Here is Ontario PC Energy Critic Vic Fedeli joining with two stakeholders protesting the Ontario Liberal leadership convention.

7 Comments

  1. The only bird that came to any harm throughout this circus was the eagle shackled to his handler, enduring incessant bullhorn cackling from the same old tired group of 151 – and more of the same from poor old Vic, who didn’t look like he won the faceoff with the poor raptor.
    Confronted with the inevitability of the turbine installations, MNR did absolutely the right thing.

    • The MNR did absolutely nothing, other than rubber-stamp every single one of the 59 turbines in this project. There were many other options, including changing the planned location of at least one of the 59 turbines.

  2. m bell,

    Good point about the eagle used in the protest.

    Now, how about the people who may have their living conditions and the biggest investment of their lives destroyed by wind turbines ?

  3. Bruce,

    I just have to ask, where were you for the past 50 years when Ontario was building hydro plants across the north and trampling over those (mostly Aboriginal) communities? And where were you when the Oakville and Mississauga residents refused the gas plants in their neighbourhoods so that somebody else could put up with the effects of energy development? If you were protesting as loud then as you are now, then good for you. I have a sneaky suspicion that was not the case.

    Rick

    • That’s right, don’t answer the question about the physical and home value damage done by wind.

      Re: hydro and your comments above and below, you sound like a BANANA. If you believe the laughable 2005 pseudo-science health report on deaths caused by coal and use Jack Gibbons of the OCAA’s also-laughable metric of about 26 deaths per TWh of coal production, then if Adam Beck had never started large scale hydro and it was instead coal, right now we’d have an extra 500 ghost-deaths per year because of it.

      Re: gas plant moves, the processes clearly didn’t have objective and broad interests at heart, so really, who can compete with Erin Brockovich and an obscenely self-interested government ?

  4. Tom,

    Moratorium – agreed. Big wind was a bad idea – agreed. Political stunts aimed at wind’s effects on raptors? – ah, no. I won’t go there. Here’s why.

    The effects of other forms of generation on raptors are well documented and far in excess of those related to wind projects.
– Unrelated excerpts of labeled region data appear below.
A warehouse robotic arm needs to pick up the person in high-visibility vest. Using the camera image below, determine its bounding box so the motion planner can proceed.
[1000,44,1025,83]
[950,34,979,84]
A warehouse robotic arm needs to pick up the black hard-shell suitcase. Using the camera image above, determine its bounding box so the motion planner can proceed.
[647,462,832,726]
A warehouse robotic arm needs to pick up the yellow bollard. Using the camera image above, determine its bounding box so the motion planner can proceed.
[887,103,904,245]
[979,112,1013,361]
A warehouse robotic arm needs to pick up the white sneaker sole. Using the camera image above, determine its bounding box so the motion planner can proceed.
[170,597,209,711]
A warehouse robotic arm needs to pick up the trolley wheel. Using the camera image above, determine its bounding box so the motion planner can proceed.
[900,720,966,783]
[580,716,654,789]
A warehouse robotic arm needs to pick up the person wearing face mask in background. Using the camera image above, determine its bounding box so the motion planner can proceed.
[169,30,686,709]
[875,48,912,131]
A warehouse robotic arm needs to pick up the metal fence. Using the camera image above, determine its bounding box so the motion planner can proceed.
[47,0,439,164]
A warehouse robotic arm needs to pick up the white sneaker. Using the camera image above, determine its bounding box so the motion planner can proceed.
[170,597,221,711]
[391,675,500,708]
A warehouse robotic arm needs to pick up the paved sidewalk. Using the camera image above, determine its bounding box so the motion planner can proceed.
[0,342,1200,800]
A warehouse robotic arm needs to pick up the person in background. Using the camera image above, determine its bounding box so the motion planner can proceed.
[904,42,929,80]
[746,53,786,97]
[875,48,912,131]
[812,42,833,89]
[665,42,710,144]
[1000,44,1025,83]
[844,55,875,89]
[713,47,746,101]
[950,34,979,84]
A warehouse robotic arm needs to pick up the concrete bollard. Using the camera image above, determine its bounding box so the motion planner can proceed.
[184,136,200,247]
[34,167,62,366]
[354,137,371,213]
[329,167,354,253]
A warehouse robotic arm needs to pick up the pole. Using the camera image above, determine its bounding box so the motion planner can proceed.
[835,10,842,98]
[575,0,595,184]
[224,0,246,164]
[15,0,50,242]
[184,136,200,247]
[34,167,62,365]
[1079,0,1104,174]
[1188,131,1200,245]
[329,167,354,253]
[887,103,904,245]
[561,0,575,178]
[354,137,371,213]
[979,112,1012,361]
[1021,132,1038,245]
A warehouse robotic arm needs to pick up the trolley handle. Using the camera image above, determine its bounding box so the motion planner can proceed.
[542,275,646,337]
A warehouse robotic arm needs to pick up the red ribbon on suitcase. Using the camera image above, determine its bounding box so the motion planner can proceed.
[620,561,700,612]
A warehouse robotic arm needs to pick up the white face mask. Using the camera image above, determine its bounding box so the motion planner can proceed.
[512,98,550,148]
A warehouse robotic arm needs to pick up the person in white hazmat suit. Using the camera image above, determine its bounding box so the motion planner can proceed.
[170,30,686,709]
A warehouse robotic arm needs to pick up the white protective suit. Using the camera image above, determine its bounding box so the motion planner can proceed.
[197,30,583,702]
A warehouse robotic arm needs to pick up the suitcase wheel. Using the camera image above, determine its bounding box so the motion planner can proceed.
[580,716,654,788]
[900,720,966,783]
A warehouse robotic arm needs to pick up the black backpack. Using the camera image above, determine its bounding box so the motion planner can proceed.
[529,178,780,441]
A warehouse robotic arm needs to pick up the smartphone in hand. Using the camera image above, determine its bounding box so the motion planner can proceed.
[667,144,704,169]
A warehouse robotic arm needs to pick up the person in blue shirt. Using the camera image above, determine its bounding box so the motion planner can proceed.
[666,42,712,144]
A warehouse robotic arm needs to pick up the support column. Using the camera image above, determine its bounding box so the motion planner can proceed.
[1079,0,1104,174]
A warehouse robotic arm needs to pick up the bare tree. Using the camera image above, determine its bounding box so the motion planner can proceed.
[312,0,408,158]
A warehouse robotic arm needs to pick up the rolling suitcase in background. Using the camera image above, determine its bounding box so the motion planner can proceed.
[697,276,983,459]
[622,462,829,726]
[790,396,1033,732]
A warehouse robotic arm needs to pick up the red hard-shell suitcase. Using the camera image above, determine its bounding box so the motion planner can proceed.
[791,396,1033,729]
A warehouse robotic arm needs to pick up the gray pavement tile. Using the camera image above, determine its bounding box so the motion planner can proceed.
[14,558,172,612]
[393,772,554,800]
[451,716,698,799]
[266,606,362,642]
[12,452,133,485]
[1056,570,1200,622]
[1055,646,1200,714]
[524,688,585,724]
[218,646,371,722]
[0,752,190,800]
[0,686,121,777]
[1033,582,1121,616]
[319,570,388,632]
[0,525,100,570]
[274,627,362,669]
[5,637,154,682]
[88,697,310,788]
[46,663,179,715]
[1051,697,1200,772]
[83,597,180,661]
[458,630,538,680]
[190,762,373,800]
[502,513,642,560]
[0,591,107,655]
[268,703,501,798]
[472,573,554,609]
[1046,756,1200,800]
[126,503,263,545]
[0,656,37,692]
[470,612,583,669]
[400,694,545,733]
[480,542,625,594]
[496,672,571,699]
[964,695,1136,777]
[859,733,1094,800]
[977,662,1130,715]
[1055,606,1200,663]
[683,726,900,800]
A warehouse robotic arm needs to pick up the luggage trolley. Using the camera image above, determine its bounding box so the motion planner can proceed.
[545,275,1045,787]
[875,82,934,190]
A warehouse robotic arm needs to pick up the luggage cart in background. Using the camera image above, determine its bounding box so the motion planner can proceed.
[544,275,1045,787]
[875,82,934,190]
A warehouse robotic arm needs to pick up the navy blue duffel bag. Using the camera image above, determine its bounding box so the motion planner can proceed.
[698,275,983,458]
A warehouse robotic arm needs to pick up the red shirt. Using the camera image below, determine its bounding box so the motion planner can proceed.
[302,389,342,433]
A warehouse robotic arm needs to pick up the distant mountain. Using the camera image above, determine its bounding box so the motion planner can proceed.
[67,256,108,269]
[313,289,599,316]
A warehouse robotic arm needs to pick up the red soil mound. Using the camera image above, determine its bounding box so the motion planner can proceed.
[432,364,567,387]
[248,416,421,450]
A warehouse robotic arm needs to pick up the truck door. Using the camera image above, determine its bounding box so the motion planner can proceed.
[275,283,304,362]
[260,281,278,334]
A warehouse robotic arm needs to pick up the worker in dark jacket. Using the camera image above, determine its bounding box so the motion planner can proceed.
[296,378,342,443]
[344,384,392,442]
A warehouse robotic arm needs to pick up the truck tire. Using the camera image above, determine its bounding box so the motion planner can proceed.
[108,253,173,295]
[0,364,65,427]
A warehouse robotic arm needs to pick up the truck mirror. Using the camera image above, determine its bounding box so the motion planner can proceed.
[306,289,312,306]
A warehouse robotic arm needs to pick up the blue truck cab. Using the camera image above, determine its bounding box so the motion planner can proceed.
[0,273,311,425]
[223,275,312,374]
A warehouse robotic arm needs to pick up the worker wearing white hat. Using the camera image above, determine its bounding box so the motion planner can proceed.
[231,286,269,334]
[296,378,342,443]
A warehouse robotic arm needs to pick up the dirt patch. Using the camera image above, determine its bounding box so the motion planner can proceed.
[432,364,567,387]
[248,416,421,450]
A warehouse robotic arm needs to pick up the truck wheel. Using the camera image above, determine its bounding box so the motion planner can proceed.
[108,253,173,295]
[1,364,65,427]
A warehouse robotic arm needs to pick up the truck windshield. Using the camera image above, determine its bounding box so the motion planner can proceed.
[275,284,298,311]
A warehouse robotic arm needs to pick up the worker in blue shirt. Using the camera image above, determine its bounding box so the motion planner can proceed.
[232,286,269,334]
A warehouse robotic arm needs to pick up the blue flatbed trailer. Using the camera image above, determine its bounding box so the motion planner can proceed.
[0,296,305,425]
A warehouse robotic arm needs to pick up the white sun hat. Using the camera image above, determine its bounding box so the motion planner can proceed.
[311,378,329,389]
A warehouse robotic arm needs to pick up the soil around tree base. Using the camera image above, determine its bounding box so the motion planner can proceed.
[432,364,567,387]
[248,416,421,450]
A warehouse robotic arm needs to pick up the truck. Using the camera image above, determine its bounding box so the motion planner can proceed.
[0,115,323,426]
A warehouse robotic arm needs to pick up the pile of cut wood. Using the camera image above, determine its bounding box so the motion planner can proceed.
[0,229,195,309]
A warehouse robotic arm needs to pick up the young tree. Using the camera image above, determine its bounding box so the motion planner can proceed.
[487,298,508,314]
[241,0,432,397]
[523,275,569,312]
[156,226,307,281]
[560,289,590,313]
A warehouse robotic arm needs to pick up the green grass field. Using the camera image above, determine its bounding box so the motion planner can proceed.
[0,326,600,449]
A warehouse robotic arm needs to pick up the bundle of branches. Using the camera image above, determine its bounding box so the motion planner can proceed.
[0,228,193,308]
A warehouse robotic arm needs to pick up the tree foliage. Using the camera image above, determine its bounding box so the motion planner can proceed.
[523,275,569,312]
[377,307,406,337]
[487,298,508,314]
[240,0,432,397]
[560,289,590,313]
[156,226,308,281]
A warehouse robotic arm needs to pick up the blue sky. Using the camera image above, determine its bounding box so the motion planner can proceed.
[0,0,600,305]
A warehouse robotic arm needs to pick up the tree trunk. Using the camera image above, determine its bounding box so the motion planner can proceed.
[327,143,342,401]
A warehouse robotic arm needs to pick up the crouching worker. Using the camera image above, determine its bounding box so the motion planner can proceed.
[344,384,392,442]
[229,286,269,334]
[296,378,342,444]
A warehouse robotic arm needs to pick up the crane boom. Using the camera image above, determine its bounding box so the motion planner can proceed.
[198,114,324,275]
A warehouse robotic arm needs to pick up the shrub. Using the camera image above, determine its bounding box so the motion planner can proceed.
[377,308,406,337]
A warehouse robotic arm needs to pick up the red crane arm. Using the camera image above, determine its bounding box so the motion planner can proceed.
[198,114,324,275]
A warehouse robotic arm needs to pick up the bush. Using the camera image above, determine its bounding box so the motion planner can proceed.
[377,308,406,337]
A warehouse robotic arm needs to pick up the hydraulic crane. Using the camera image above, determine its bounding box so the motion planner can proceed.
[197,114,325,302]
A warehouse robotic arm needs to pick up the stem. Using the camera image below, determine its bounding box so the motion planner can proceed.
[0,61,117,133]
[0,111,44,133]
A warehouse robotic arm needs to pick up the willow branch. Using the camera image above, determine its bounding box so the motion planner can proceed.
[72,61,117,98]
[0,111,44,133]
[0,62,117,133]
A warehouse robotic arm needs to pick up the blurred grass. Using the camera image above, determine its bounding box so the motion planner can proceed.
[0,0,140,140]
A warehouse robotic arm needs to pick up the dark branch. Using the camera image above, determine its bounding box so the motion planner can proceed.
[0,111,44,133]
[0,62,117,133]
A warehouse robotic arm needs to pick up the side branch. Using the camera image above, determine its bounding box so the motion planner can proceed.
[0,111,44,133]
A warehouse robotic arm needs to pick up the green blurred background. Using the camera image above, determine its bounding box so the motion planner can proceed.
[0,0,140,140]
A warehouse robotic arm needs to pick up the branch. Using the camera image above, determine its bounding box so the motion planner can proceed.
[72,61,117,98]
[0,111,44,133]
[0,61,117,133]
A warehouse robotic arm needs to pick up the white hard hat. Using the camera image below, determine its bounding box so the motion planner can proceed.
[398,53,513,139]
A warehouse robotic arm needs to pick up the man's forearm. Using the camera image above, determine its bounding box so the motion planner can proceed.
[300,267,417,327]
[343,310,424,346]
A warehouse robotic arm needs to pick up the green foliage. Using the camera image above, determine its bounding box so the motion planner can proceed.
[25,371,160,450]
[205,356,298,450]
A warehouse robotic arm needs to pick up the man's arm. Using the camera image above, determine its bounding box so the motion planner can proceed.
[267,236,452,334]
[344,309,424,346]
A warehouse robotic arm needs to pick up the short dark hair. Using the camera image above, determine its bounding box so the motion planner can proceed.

Hydroelectric reservoir creation across Ontario and Canada has flooded thousands of high-quality riverine raptor nesting locations, and then there is the MeHg in the food chain from inundation that has long-term consequences for reproduction and morbidity. All well-documented.

    And that MeHg from hydro flooding is in addition to the MeHg deposited by coal generation throughout Canada’s northern lakes. Ah, coal. Really, can anyone actually sleep at night saying anything in defence of coal?? If they can, they have never been to Kentucky or never read Wendell Berry. There is not enough space to speak about coal generation’s effects on raptors throughout habitat loss, ecosystem contamination, climate change, acid rain, etc.

    And so, what about gas? (I cannot bring myself to include the “natural” word, please forgive me, Tom). If you have not yet been there, I suggest a trip to northeastern BC. You can go on google earth but, really, you have to see it to believe it. Millions of hectares of lost raptor habitat. Everywhere you look. And where they are not forced out they are hunted for sport by industry workers or run over by gas equipment.

    But, of course, nobody from coal towns, hydro towns or gas towns showed up at the Liberal convention with an eagle in tow did they? So long as we have our out-of-Province fossil fuels, we can plug in our toasters without concern for the raptors! Out of site, out of mind, I guess, eh?

    And, while we are at it, the biggest impact on eagle populations in southwestern Ontario? That would be loss of habitat due to agriculture crops and shooting to protect farm animals. (http://www.bsc-eoc.org/research/speciesatrisk/baea/index.jsp?targetpg=history). In other words, rural Ontarians have been running the eagles out of town for two centuries and now that the wind towers show up we all have to defend the eagles!!

    I won’t defend the wind developers, but the truth deserve some defending.